A huge number of men had responded to the announcement, of which 267 were accepted. The excitement was great indeed; never in England had so many knights been dubbed at a single occasion. It seemed these new knights would form the basis of a war band, a new court of the Round Table. They were treated with great respect, being allowed to camp in the grounds of the Temple church, the London centre of the Knights Templar. When the precinct of the Templars’ house was full of tents and pavilions, the order was given to pull down the precinct wall and to cut down all the fruit trees in the adjacent gardens. Fifty carpenters set up huge canvas pavilions for the lords and ladies to sleep in and other tents to act as bathing and robing chambers. All their provisions were supplied from the prince’s household. The old guard was making way for the new. Roger’s generation of knights was about to come of age.

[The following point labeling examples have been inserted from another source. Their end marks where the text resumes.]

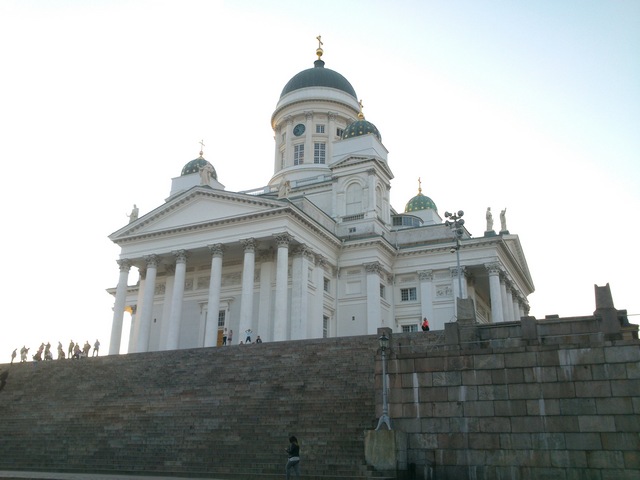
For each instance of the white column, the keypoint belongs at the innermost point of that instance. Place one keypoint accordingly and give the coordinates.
(457, 283)
(265, 306)
(426, 296)
(147, 303)
(119, 306)
(308, 138)
(213, 306)
(516, 305)
(371, 185)
(315, 327)
(503, 296)
(494, 291)
(510, 313)
(330, 136)
(248, 272)
(374, 312)
(280, 320)
(288, 152)
(175, 318)
(300, 293)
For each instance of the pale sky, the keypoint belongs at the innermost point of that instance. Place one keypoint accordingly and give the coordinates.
(530, 106)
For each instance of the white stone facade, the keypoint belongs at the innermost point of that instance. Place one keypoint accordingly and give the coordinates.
(317, 252)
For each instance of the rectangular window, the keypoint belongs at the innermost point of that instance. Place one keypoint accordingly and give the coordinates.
(298, 154)
(408, 294)
(319, 150)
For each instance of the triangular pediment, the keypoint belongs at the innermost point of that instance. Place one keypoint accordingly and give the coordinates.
(198, 206)
(355, 161)
(515, 247)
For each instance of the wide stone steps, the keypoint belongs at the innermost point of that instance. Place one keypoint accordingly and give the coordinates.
(209, 413)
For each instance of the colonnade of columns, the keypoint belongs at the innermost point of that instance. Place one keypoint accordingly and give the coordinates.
(281, 327)
(507, 304)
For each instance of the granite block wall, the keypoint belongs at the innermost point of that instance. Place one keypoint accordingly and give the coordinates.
(563, 403)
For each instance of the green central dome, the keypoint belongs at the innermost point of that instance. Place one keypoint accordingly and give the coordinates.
(359, 128)
(420, 202)
(194, 166)
(318, 76)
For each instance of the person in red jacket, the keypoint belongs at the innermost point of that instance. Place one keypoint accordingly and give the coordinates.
(425, 325)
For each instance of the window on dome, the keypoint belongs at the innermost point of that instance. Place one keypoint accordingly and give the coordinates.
(379, 201)
(354, 199)
(298, 154)
(408, 294)
(319, 152)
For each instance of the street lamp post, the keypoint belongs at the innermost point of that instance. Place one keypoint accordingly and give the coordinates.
(455, 221)
(384, 419)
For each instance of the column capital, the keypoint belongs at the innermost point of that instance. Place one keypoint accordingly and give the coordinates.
(321, 260)
(217, 249)
(303, 251)
(181, 256)
(125, 264)
(425, 275)
(152, 260)
(283, 239)
(373, 267)
(454, 271)
(493, 268)
(249, 244)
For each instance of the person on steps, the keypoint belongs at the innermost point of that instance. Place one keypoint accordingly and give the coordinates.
(293, 464)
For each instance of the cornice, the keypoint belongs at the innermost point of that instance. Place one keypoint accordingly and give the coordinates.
(289, 210)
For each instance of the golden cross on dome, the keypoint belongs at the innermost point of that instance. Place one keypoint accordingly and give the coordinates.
(319, 50)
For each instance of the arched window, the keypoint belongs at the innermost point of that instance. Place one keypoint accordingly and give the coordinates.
(354, 199)
(379, 201)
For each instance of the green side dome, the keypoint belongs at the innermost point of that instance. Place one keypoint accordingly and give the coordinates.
(420, 202)
(359, 128)
(318, 76)
(194, 166)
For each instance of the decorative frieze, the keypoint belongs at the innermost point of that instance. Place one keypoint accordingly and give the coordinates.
(249, 244)
(425, 275)
(217, 250)
(283, 239)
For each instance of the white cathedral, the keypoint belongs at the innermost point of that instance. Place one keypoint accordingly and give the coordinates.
(318, 252)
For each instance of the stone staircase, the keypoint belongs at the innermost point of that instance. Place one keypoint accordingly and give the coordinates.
(222, 413)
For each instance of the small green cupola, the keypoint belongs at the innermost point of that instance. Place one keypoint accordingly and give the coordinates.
(420, 202)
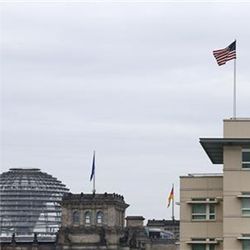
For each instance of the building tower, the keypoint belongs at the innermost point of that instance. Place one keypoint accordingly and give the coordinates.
(215, 209)
(29, 202)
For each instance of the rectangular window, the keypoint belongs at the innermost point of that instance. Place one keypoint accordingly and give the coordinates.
(245, 202)
(246, 244)
(203, 247)
(204, 211)
(246, 158)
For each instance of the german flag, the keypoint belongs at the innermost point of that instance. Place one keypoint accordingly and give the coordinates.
(171, 196)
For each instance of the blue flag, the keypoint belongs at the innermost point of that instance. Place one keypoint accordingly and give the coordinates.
(93, 168)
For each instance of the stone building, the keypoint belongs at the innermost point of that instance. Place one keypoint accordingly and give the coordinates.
(96, 221)
(91, 221)
(172, 226)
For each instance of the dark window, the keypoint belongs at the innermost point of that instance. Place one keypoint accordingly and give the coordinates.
(76, 217)
(245, 158)
(87, 218)
(99, 217)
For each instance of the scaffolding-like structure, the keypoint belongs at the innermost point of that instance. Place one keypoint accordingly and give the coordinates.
(29, 202)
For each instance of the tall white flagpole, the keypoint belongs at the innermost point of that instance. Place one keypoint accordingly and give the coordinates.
(173, 203)
(234, 93)
(94, 174)
(234, 103)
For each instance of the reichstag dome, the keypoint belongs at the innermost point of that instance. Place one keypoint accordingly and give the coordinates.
(29, 202)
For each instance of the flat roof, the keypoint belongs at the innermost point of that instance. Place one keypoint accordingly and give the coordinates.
(214, 146)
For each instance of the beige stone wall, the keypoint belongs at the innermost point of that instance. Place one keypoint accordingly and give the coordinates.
(200, 187)
(236, 181)
(237, 128)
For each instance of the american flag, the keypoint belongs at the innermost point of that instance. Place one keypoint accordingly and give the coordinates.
(227, 54)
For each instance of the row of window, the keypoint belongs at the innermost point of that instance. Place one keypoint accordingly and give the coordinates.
(206, 211)
(246, 158)
(245, 246)
(87, 217)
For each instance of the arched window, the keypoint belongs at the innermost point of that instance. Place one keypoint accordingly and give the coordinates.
(99, 217)
(87, 217)
(76, 217)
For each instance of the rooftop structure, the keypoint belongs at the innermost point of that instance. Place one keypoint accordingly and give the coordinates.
(215, 208)
(29, 202)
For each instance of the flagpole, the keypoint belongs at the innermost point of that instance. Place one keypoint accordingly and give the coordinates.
(94, 177)
(234, 103)
(173, 204)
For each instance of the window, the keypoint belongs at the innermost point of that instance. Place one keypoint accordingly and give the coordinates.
(203, 211)
(246, 158)
(203, 247)
(246, 244)
(87, 217)
(245, 202)
(99, 217)
(76, 217)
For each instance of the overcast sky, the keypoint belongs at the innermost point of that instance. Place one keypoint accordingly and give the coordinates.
(137, 82)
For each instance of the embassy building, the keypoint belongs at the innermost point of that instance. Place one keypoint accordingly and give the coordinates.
(215, 208)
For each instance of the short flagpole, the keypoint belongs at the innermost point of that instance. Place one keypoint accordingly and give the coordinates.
(234, 104)
(173, 204)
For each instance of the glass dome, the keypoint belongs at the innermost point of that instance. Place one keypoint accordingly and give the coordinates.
(29, 202)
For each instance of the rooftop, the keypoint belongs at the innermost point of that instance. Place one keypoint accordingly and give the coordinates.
(214, 146)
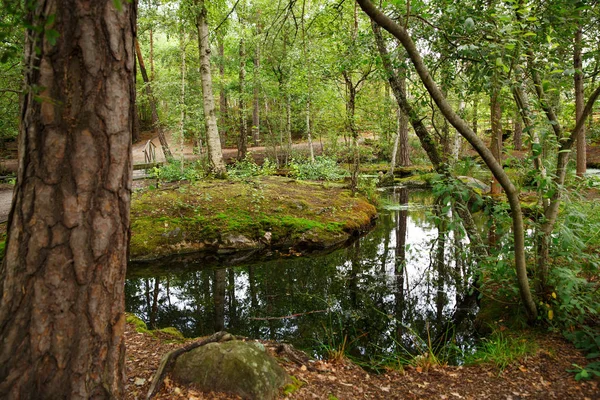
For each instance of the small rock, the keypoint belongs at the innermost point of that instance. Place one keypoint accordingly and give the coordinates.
(139, 382)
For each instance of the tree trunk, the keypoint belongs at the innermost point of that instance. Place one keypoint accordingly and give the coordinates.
(579, 103)
(518, 131)
(182, 103)
(496, 142)
(396, 142)
(243, 139)
(351, 123)
(63, 275)
(306, 57)
(426, 140)
(288, 124)
(151, 55)
(256, 96)
(403, 147)
(155, 121)
(223, 108)
(220, 287)
(475, 121)
(213, 142)
(461, 126)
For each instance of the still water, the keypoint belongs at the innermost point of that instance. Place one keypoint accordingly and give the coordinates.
(391, 292)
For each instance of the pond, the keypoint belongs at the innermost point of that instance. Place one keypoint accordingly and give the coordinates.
(401, 289)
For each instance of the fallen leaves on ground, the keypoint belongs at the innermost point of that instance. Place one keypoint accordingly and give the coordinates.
(542, 376)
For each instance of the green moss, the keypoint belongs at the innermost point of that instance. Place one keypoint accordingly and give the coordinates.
(291, 388)
(204, 214)
(173, 332)
(140, 326)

On the 22nd a huge crowd gathered along the way from the Temple to Westminster Abbey, cheering and waving, all hoping to see the new knights of England as they passed to the ceremony. So many struggled to get a view that people had to clamber on each other’s shoulders or climb on to garden walls. At the same time the prince, wearing full armour, knelt
in the secure silence of the palace chapel. The king, watched solemnly by a few of his oldest and most trusted lords, touched the royal sword to Prince Edward’s shoulders. When he stood up, his father girded him with his sword and belt, and the old Earl of Lincoln and the war-scarred Earl of Hereford knelt down to fasten his spurs. He was thus made a knight, and given the lordship of the Duchy of Aquitaine. It was a solemn moment, but it preceded an occasion of even greater gravity: the prince was now to go to the abbey and convey the honour of knighthood to the new chivalry of England.
Such was the noise, chaos and crowding in the abbey church that no one could silence the lords and their men. Eventually war horses were brought in to drive a path to the altar. Then the ceremony began. A mass was sung by the abbey monks, and two by two the knights were called forward from the throng. After about thirty names the clerks called for
Rogerus de Mortuo Mari de Wigmore
and
Rogerus de Mortuo Mari de Chirk
, as they were called in Latin. They went forward, washed their hands in silver bowls, and were sprinkled with holy water by attendant priests. Solemnly they made their vows of knighthood: to uphold the Church, the Crown and the order of knighthood itself, to spare the life of a vanquished enemy who pleaded for mercy, to respect women and to live chastely. Then each was touched by Prince Edward with the royal sword, was girded with a belt and sword, and received his spurs. Before that moment they had merely served their king; now they were knights with a higher purpose.